Another advantage is that if you have no students, you don't actually need any schools, or cafeterias, or custodians. You do need a school board, though. After all, what's the point of having a school district if you can't pay administrators?

That's what it's all about, isn't it?

The Loyal Opposition

Check out Norm Scott's piece on the New Action Party of the UFT. The entire party exists for the sole purpose of fooling UFT members who think they're voting against Unity.

Their headquarters reside in UFT President Randi Weingarten's hip pocket.

Wednesday, November 15, 2006

Bloomberg Eyes CFE Money

Bloomie has his minions talking up the CFE lawsuit again. Reducing class size, a goal of this lawsuit. is very important to this mayor. That's why he reneges on planned seats, closes schools, and devotes buildings to condos rather than schools. Still, Mayor Mike really needs the money (as long as he doesn't have to contribute).

Getting the funds is particularly vital now that a deal with UFT President Randi Weingarten ( a great collaborator with Mayor Mike, whose re-election chances are bolstered by the pact) ensures none of it need be devoted to good teachers, another goal of the lawsuit. Since reducing class size and paying teachers is pretty much a fond memory, there are tons of things these funds could be used for.

For example, they just broke ground on the Mets new stadium, and who knows how many luxury boxes those billions could build?

It's a win-win.

The Giant Killer

There's a great column in today's Times about a woman, a relatively small reading program, and a government that didn't play by its own rules.

She had developed a phonics program, precisely what the administration required, it had been very successful, but they never even looked at it. Only large textbook publishers were called to the table. However, she followed up and things are looking different now.

It's inspiring to see stories like this in America today.

Tuesday, November 14, 2006


It looks like kids are going to have to go back to memorizing those nasty multiplication tables. The National Council of Teachers of Mathematics has reconsidered the cutesy ways of teaching math notably employed by, among other systems, New York City.

But don't expect to hear much about it from the Bloomberg administration. In order to minimize the possibility of anyone finding out just what the heck it is they do over there at Tweed, they've instructed everyone associated with schools to shut the hell up unless they're cleared by the external communications team.

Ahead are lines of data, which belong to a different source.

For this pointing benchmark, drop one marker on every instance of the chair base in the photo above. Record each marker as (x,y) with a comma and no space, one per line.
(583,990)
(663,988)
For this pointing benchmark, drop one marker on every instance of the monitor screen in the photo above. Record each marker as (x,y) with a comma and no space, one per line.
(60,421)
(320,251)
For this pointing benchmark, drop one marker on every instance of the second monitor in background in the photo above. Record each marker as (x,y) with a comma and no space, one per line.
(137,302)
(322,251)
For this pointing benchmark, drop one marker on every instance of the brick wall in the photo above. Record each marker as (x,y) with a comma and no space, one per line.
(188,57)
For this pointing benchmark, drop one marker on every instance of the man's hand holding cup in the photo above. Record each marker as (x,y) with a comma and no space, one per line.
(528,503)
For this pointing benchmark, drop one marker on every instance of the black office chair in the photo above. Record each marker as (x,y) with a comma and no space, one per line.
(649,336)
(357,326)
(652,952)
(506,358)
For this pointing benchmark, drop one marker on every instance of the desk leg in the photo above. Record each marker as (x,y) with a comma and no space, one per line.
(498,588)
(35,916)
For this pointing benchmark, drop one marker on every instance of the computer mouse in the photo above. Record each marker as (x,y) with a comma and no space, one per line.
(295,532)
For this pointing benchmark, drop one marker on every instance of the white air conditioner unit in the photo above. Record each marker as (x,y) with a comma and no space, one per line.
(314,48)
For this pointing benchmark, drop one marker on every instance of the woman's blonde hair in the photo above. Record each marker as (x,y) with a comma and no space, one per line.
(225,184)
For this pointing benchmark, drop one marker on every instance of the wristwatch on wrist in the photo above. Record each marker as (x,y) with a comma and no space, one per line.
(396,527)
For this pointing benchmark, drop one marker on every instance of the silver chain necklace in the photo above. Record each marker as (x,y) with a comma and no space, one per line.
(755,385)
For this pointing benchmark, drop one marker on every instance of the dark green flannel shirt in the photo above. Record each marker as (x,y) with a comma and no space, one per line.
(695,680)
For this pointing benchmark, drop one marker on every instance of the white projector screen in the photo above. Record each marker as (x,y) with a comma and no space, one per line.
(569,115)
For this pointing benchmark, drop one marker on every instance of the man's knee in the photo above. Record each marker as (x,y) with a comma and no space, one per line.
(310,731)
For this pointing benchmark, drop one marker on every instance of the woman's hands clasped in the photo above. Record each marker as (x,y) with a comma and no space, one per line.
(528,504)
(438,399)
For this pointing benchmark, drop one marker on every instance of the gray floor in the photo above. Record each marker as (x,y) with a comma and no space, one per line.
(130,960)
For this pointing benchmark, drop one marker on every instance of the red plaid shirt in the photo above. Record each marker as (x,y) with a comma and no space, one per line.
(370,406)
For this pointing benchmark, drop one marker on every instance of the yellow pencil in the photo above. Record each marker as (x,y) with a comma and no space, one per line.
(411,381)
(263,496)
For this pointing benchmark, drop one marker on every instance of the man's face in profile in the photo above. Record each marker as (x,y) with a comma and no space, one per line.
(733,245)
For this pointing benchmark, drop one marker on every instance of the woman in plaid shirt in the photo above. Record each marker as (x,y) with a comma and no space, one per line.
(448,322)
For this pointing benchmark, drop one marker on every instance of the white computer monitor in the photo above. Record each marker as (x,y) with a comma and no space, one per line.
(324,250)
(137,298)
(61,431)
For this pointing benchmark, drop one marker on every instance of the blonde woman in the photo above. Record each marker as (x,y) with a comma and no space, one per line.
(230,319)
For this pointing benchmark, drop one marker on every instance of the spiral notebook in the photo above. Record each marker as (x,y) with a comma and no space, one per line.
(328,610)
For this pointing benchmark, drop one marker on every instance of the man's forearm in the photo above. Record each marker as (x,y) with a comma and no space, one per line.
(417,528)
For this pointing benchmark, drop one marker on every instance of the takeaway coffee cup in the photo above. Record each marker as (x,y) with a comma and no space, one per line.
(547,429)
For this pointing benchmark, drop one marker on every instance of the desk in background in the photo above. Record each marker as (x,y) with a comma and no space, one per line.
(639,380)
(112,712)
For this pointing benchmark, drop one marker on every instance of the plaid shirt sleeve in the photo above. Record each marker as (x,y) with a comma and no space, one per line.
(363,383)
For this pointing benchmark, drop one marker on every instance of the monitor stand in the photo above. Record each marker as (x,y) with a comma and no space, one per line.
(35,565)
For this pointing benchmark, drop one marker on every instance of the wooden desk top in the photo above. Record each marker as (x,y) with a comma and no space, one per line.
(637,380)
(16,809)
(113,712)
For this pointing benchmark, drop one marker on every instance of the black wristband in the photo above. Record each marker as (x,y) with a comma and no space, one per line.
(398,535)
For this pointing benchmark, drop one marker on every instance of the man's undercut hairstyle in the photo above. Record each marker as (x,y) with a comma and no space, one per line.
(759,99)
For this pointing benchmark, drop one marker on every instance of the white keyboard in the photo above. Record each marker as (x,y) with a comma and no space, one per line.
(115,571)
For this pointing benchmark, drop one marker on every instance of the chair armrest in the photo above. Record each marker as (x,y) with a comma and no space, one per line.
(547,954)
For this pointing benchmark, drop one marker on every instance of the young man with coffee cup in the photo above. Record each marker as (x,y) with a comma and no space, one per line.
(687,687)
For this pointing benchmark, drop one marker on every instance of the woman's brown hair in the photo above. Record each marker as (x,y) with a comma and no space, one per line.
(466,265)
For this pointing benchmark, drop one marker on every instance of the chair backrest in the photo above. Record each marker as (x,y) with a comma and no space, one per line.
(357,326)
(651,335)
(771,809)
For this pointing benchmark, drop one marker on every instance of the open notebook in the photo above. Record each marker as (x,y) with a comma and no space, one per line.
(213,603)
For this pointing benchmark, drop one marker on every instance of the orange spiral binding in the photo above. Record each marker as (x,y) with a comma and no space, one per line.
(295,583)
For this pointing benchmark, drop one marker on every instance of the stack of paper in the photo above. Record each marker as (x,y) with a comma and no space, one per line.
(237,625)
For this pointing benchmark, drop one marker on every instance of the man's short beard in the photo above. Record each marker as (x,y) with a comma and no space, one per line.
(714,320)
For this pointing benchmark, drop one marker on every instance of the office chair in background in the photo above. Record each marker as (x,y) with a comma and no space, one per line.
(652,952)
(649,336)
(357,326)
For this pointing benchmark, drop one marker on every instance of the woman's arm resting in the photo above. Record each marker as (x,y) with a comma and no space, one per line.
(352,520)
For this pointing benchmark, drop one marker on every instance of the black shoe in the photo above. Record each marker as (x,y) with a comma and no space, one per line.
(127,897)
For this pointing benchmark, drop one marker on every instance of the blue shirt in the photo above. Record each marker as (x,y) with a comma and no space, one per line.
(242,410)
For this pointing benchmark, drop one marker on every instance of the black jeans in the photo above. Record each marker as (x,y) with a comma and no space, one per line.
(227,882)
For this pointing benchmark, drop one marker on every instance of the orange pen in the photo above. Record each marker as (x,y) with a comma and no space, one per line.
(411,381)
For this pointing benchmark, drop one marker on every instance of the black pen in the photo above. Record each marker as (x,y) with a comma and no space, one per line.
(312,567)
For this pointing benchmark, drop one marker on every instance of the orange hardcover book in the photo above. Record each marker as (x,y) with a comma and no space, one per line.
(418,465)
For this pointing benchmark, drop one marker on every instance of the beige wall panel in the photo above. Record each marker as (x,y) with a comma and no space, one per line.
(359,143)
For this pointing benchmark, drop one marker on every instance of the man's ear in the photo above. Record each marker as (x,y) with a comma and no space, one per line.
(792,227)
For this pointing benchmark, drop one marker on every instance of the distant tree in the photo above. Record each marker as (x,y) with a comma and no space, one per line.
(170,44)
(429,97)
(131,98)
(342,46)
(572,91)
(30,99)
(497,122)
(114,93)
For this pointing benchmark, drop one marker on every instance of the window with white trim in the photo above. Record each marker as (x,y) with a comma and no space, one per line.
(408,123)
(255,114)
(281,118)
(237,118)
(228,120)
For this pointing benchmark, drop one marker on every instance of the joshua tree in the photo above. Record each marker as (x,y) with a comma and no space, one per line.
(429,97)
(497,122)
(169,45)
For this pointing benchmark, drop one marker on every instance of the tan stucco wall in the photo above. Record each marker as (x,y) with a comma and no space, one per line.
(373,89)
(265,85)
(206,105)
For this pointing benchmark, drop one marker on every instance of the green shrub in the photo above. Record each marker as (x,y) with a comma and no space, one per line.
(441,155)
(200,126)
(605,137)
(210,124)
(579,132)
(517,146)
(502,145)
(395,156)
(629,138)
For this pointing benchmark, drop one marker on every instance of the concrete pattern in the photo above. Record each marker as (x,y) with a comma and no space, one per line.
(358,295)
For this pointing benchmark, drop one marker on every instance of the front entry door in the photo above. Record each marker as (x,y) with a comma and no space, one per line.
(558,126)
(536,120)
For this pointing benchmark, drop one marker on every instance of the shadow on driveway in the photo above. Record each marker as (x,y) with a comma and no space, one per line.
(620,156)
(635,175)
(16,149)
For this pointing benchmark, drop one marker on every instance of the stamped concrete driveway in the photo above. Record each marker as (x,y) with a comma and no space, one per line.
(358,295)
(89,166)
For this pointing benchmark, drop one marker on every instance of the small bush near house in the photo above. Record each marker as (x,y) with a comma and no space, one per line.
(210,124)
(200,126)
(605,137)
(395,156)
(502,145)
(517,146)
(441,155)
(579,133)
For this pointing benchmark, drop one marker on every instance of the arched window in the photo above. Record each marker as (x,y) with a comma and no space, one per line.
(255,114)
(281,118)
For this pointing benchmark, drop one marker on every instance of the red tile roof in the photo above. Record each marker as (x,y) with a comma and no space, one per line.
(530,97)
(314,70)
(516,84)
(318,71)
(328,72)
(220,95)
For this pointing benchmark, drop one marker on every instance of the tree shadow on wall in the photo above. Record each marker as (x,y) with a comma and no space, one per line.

The memo lists 28 examples of groups or individuals whose invitations should be discussed with the communications team.

These include unions, parent organizations, elected education councils, community groups convened to discuss specific issues - such as class size or new schools - and "groups of business and thought leaders."

It's very important that they maintain absolute secrecy. Otherwise, New Yorkers might find out what they're doing, and worse, what they're not doing. Who knows what that might lead to?

Carmine Santa Maria, a member of the Community Education Council in Brooklyn's District 21, whose group invites DOE officials to nearly every meeting, said the new move is suspicious.

"It shows they're afraid of something," Santa Maria said. "What's the point of having [speakers] if they can't say anything?"

Goshdarn inquisitive citizens. Everything was fine till they came along.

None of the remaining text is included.